The Obama administration on Wednesday will send Congress legislation demanding that hedge fund managers submit to new registration and disclosure rules to boost transparency and limit any risks they pose to the financial system, a senior U.S. Treasury official said.
Later today, we will send legislative language to the Hill that requires registration of all hedge funds and other private pools of capital over a minimum threshold in size, Treasury assistant secretary Michael Barr said in remarks to a business group in Washington.
The bill, one of many Obama administration proposals to revamp financial regulation, would require all investment advisers with more than $30 million under management to register with the SEC and disclose key information about their funds to regulators and investors.

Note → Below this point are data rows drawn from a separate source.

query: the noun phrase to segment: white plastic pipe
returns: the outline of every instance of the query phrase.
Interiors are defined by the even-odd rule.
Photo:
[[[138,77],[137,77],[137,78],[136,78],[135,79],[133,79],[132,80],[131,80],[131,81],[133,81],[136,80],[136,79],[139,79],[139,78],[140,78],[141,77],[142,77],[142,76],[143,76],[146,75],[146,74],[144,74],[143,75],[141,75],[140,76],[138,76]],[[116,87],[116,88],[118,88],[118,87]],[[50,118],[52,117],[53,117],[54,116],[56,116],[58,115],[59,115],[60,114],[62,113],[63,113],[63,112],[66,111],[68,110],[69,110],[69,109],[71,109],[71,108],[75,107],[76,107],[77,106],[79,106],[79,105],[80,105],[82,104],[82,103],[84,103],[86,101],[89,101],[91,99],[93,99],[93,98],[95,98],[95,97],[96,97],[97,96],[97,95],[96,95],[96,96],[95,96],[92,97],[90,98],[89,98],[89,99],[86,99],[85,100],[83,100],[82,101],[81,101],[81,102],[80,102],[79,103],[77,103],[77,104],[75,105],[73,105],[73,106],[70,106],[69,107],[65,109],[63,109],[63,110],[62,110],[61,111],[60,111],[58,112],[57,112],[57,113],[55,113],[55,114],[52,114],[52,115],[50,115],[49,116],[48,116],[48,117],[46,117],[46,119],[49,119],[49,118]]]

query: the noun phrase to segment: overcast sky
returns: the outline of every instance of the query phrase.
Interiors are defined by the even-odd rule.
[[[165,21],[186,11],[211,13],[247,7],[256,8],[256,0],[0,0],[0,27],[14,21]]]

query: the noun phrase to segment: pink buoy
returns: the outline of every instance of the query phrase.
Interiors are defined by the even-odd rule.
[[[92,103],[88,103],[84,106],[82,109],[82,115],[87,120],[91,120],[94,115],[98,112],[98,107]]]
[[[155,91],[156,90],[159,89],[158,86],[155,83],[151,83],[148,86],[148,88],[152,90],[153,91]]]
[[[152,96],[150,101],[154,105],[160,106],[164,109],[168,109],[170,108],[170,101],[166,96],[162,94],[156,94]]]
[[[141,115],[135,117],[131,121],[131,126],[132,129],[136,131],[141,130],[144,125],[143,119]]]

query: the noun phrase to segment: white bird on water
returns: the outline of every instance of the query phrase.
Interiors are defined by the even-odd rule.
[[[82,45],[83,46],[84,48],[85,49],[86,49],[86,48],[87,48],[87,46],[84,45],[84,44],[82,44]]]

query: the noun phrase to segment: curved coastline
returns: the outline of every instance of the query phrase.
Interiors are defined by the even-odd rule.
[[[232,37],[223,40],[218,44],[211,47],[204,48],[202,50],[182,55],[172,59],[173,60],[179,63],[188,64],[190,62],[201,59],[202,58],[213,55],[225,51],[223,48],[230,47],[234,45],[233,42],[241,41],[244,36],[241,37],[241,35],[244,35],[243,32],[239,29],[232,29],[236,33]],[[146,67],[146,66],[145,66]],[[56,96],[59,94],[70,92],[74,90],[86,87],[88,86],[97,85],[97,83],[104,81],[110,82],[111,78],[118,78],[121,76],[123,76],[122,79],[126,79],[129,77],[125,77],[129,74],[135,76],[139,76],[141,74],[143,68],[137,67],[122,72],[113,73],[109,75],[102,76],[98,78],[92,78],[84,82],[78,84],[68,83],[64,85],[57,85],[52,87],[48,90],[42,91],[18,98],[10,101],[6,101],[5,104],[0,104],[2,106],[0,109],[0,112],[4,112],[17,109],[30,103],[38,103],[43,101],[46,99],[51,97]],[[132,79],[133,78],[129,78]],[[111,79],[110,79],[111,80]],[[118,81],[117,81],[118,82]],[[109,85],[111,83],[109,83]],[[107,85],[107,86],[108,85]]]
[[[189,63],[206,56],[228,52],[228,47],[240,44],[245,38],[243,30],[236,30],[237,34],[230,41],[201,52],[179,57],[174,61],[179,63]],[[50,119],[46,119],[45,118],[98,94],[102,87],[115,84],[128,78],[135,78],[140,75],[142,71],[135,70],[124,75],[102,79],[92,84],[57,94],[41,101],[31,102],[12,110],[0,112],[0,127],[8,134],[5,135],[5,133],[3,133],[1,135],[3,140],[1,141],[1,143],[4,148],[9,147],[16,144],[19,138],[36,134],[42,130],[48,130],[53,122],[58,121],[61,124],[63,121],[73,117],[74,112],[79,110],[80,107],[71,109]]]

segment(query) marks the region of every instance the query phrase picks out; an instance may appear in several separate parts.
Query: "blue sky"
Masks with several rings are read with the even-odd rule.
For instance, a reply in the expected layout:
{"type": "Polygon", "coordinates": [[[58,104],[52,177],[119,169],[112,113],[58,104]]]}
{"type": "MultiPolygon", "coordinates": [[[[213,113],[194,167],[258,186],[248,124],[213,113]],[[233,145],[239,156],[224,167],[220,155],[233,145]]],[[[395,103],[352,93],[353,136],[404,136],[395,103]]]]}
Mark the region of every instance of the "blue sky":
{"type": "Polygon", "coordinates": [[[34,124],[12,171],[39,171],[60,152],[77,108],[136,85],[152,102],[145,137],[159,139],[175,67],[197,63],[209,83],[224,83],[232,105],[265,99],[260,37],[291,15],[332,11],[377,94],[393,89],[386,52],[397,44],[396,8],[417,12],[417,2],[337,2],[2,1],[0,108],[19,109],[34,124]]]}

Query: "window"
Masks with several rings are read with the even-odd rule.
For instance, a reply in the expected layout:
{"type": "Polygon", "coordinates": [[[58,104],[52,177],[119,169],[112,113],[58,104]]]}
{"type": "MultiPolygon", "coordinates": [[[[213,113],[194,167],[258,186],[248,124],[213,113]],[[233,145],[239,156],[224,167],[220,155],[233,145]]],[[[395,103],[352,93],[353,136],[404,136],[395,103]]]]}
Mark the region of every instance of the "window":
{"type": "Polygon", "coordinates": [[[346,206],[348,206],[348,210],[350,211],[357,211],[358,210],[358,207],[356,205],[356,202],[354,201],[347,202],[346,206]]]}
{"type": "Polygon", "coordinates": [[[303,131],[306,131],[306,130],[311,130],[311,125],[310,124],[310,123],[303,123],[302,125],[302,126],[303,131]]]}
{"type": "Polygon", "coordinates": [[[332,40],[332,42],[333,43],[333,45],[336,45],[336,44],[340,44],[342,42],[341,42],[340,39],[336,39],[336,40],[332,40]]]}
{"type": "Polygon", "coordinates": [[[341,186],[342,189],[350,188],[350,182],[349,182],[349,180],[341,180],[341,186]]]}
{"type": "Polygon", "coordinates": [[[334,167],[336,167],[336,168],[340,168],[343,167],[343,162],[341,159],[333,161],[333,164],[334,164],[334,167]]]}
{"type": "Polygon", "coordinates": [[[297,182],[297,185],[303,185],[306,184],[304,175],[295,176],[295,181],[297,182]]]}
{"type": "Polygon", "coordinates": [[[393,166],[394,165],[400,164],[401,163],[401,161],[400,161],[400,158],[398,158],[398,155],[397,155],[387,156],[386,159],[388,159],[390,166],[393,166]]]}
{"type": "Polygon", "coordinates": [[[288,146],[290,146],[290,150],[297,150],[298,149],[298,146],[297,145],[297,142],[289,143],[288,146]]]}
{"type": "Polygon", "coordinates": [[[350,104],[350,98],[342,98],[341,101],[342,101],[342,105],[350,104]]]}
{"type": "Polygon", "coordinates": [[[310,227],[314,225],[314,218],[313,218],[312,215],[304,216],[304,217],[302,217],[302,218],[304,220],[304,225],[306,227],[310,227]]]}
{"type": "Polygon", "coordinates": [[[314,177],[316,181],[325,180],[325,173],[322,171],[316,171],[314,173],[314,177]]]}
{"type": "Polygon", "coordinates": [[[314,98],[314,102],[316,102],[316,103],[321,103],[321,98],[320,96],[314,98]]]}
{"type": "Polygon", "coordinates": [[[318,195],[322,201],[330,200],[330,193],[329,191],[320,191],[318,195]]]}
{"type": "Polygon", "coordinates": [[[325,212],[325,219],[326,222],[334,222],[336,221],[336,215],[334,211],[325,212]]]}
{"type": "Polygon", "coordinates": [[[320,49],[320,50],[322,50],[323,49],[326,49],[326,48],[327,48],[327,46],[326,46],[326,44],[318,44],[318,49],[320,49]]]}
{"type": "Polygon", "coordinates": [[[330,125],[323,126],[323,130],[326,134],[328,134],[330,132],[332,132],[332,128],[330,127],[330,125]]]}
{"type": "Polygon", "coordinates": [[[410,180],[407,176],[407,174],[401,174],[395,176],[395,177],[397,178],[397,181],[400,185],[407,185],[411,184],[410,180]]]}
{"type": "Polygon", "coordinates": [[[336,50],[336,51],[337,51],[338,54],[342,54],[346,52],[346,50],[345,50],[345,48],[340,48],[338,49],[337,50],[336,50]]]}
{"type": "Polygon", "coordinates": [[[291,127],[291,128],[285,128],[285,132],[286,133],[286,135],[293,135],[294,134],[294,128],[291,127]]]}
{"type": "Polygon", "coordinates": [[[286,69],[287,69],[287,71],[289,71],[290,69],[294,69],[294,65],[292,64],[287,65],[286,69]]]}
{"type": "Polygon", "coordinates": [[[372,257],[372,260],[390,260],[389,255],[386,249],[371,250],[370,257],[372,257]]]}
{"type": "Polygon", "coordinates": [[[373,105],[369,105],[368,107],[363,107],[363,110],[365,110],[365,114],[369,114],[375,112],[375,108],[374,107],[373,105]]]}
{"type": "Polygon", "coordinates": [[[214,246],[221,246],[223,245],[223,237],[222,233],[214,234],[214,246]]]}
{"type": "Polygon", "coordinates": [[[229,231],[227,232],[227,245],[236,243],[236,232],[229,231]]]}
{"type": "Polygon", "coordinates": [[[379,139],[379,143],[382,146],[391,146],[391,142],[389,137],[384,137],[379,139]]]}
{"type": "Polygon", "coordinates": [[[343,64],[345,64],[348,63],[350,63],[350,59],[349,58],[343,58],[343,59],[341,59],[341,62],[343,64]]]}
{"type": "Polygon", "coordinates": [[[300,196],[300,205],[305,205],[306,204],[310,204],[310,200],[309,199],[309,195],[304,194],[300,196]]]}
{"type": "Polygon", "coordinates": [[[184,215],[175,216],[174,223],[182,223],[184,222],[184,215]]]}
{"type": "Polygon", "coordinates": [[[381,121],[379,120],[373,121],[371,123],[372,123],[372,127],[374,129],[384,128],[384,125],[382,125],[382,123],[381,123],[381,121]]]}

Barr, previewing the legislative language in his speech, said these disclosures would include asset size, borrowings and off-balance-sheet exposures, among other information.
Hedge funds would be subject to periodic reporting requirements and regulators also would have authority under the bill to gain access to information to determine potential systemic risks that they may pose.
Hedge funds found by regulators to be so large, leveraged or interconnected that they pose a threat to financial stability will be regulated as Tier 1 financial holding companies and will be subject to more stringent requirements for capital, liquidity and risk management, Barr said.
Barr said hedge funds do not appear to have been at the center of the current financial crisis, but their de-leveraging contributed to strains in financial markets, while lack of transparency contributed to market uncertainty and instability.
These firms continue to present unknown risks, and that lack of transparency is no longer tenable, Barr said. We need a system that's flexible enough to adapt to the emergence of other institutions that could pose a risk to the system. And we need a system that lets regulators see risks as they emerge across the financial system.
Barr also said the Obama administration's goal in revamping regulation was not to limit the activities of financial firms, but to limit risks posed by those activities.
Higher capital charges can insulate the system from the build-up of risk without limiting activities in the markets, Barr said. That's why we have launched a review of the capital regime and have proposed raising capital standards across the board, including higher standards for financial holding companies, and even higher standards for Tier 1 financial holding companies.